Amazon Trains Humanoid Robots for Doorstep Deliveries

  • Amazon is developing AI software that lets humanoid robots ride in Rivian electric vans and drop packages at customers’ homes. A new indoor "humanoid park" in its San Francisco office is nearly finished and will host the initial tests.

  • The obstacle course includes a Rivian van and will trial multiple robots, including Agility’s Digit and a $16,000 Unitree model. The project runs alongside a freshly formed agentic AI team tasked with turning warehouse machines into voice-directed, multi-skilled assistants.

  • Amazon already deploys autonomous robots in its logistics hubs, and this facility seeks to extend that automation to the last mile. The push comes as hundreds of thousands of human workers currently handle Amazon’s global deliveries.

Read more here.

AI TOOLS

Google DeepMind Plans Next-Generation AI That Clears Your Inbox

  • Demis Hassabis told the SXSW London festival that DeepMind is building an AI-powered “next-generation email” system to auto-sort inboxes and reply in the user’s voice. He said he would happily pay “thousands of dollars per month” to offload that task.

  • The tool will identify routine “bread-and-butter” messages, draft answers, and even handle simple decisions on the user’s behalf. Hassabis presented it as a near-term project while noting AGI remains five to ten years away.

  • Hassabis said the swift commercial pull of such tools shows industry, not academia, now drives the AGI race sooner than he anticipated. He urged US-China cooperation on safety, stressing the technology will affect “the whole of humanity.”

Read more here.

AI MEDIA

Runway CEO Courts Hollywood and Confronts Copyright Backlash

  • Runway CEO Cris Valenzuela told The Verge’s Decoder audience that Hollywood should treat his AI video platform as a creative collaborator, not a wrecking ball. He said Runway already works with “many of the biggest movie studios” and has public deals with Lionsgate and AMC Networks.

  • Valenzuela said the company has about 100 employees, sells its software via subscriptions with a free tier, and is generating millions in revenue but is not yet profitable.

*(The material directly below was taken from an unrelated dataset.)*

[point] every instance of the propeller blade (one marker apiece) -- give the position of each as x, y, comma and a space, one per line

Google and Nvidia back the firm, which runs on Google Cloud and is pouring resources into new model research rather than cost optimization.

  • The CEO acknowledged Runway is named in a class-action lawsuit over training data and sidestepped confirming reports it ingested copyrighted YouTube videos. He argued the system produces “net-new” pixels instead of storing source material, highlighting how unresolved copyright disputes still shadow AI video’s push into mainstream filmmaking.

Read more here.

AI CHINA

Chinese AI Agents Race Abroad While Domestic Giants Ready Super-App Integration

  • China’s AI focus has pivoted from building large language models to creating consumer AI agents that autonomously execute tasks. Flagship agent Manus ignited the craze after its limited March launch, driving a wave of copycat startups and a scramble for invite codes.

  • Manus raised $75 million led by Benchmark, opened offices in San Francisco, Singapore, and Tokyo, and runs on Anthropic’s Claude Sonnet, which is blocked in mainland China without a VPN. Competitors Genspark and Flowith report benchmark parity or better, millions of users, and emphasize overseas markets where higher pricing and Western models are available.

  • Sources in the article say China’s interconnected super-apps, rapid product cycles, and digital-savvy users give local builders an edge in embedding agents into everyday life. ByteDance’s Coze Space, Tencent’s forthcoming WeChat agent, and Alibaba’s Quark DeepResearch illustrate how tech giants are moving to integrate similar automation directly into their vast platforms.